For many reasons, legislators shouldn’t accept pre-written bills handed to them by people outside the legislature. They especially shouldn’t accept legislation written by this particular “Chris,” no matter what he’s wearing.

The man who spoke to Diaz was Chris Sevier, an anti-gay and anti-abortion activist who at one point was accused of stalking country music star John Rich.

This is the idiot behind multiple states’ declarations that porn is a “public health crisis.” This is the same man who once sued Apple because its products didn’t prevent him from viewing porn. He has also previously talked Rhode Island legislators into introducing extremely questionable legislation, so perhaps someone should have called bullshit on this before tossing it into the Senate’s inbox.

While it’s understandable people might not recognize Sevier on sight, despite his insistence on thrusting himself uninvited into the legislative limelight, it’s pretty much inexcusable to take a handful of paper from some rando on the street and ask other legislators to damage their own reputations by association.
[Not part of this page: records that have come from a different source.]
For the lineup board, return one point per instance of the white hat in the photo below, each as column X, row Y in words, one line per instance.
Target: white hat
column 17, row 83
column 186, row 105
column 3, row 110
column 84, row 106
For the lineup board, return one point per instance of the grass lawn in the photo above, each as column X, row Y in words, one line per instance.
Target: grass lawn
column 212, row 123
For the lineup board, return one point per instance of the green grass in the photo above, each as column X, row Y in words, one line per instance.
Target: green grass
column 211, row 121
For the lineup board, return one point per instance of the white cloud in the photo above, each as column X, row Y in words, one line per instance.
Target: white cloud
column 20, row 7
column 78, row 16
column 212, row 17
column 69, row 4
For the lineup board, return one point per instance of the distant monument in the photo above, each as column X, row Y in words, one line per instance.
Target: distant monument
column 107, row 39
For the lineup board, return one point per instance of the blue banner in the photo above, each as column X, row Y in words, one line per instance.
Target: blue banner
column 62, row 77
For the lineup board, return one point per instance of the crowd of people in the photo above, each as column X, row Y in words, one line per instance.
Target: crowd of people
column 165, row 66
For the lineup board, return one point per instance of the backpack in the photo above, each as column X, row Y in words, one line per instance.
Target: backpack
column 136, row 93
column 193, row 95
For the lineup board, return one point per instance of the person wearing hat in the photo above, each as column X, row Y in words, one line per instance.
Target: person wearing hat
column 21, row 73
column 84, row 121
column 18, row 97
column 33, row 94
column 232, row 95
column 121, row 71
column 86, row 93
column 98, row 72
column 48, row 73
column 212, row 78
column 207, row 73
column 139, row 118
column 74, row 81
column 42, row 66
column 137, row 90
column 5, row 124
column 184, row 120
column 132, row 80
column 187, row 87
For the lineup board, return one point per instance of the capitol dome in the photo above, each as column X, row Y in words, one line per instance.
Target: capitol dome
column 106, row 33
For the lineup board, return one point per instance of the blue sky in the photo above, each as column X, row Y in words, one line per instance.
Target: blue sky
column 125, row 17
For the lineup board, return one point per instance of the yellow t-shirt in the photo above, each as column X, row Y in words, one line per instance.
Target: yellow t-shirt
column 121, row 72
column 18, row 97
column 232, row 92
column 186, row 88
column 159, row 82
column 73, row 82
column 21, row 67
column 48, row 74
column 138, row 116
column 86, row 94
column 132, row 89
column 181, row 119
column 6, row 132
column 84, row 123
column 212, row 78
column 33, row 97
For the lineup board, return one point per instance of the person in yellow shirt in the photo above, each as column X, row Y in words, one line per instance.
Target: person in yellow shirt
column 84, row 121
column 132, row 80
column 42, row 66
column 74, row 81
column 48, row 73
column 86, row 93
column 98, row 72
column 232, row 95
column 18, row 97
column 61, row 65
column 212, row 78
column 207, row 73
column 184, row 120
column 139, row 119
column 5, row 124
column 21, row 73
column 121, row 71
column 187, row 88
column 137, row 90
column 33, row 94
Rep. Diaz at least appears to be properly horrified by this experience.

“My feeling is beyond what I can express,″ Diaz told The Journal on Thursday, after learning of Sevier’s history. “If I knew, I would run ten-thousand-million miles away from that guy.”
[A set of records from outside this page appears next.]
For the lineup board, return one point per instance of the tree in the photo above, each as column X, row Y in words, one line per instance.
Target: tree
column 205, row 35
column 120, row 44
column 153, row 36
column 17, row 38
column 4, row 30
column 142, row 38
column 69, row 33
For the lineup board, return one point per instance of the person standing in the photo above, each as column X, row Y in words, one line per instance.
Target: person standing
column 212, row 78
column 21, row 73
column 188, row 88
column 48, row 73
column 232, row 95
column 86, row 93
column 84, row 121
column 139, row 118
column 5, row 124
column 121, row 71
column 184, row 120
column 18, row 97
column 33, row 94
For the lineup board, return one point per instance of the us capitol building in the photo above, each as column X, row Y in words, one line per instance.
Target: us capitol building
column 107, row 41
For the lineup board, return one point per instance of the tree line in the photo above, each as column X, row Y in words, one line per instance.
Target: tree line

She said she sympathized with the issue Sevier raised in their very brief conversation, but regrets not doing more homework on him — and the legislation.

“I didn’t do my research,″ she said. “This is an experience that will teach me a lot for the future.”

But Senator Cano — despite withdrawing the bill — seems far too sympathetic to First Amendment-threatening legislation. Calling the lack of followup to indictments and lawsuits by journalists “fundamentally unfair,” Cano says she sympathizes with the intent of the bill, even if she realizes it runs afoul of the First Amendment.

No legislator should feel sympathetic to Sevier or his word salad. His bill is an unedited letter to the editor — one that makes its point about as skillfully and subtly as a Larry Klayman lawsuit.

“There has been a growing trend for individuals to abuse process and maliciously prosecute someone they disagree with ideologically by filing spurious cases and controversies in various government venues for ulterior motives, knowing that certain segments of the media that align with their ideology would serve as an accomplice by engaging in a form of defamation … by selectively reporting on the facts of the original case but not on the actual outcome.”

TIL: reporting on facts is defamation if it doesn’t include the facts someone might prefer to be highlighted. OK, then.

Fortunately, the bill is already dead. Unfortunately, this shows how little due diligence legislators do before submitting bills for consideration. A few minutes of Googling would have seen this headed to the trash receptacle, rather than the state legislature’s permanent record. And even the most cursory glance at its contents would have made it clear the bill was unconstitutional. Better late than never, I guess. But in this case, never would have been the much better option.